If you subclassed AbstractServerLoginModule,
you do not have to store ths data.
Your login module gets ( via callbacks ) username
( principal ) and password ( credential )
login() method just says OK to this combinaion,
and Group getRoleSets() returns assotiated roles.
Jboss stores Principal & credential somwhere out of your scope.
Yes, but that's just the username. I think the original question was, you access LDAP to retrieve all user information, including password. When you do the login stuff, the password gets verified.
But now, how do you access the other user data which may come from LDAP, like user's preferredLanguage etc.
Either, you can store an object somewhere during the login, but I don't see how ? Or, you have a later access to LDAP to get the other attributes, and this access is handled in an EJB. But this means I have to configure & handle my LDAP access at 2 different places : once in the auth.conf for JBossSX, and once in my application.
It would be better if these 2 needs, password checking & user attributes retrieval could be handled in a single step, I think this is what the first poster meant.
(Of course that might actually not be possible, because the password could be stored somewhere else or need to be accessed differently, with security, than the remaining attributes)
Other opinions regarding integration of LDAP data & EJBs ?
IMHO - no way. You'll have to lookup this information
later from LDAP.
Yes you were right. I meant exactly this. I am in need to store user information other than username and password somewhere to access it later instead of doing a second LDAP-Connection and search.
I am now thinking of storing that information somewhere in the JBoss namespace.
Any other ideas?
Well it's true that this need doesn't seem to fit the JAAS pattern. You authorize using one mechanism, perhaps even through a secure LDAP connection, so that password may be sent encrypted to LDAP for example.
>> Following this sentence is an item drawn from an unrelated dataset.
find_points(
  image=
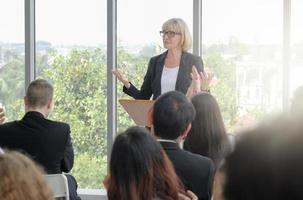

And then, if authorization is OK, at a later time, you retrieve user information (other than password) from LDAP. For me, I wrote an EJBUserInfo which does this. The disadvantage is you have to go twice to LDAP and (worse), you have to configure your LDAP parameters in 2 different places ...
Storing the info in some static zone so that you avoid going to LDAP twice is probably not a good idea, in terms of architecture.
The information can be store in the Subject.getPublicCredentials or Subject.getPrivateCredentials depending on their sensitivity, or in JNDI.
You could store the user related data from LDAP in a stateful session bean and store a reference to SFSB in the HTTP session.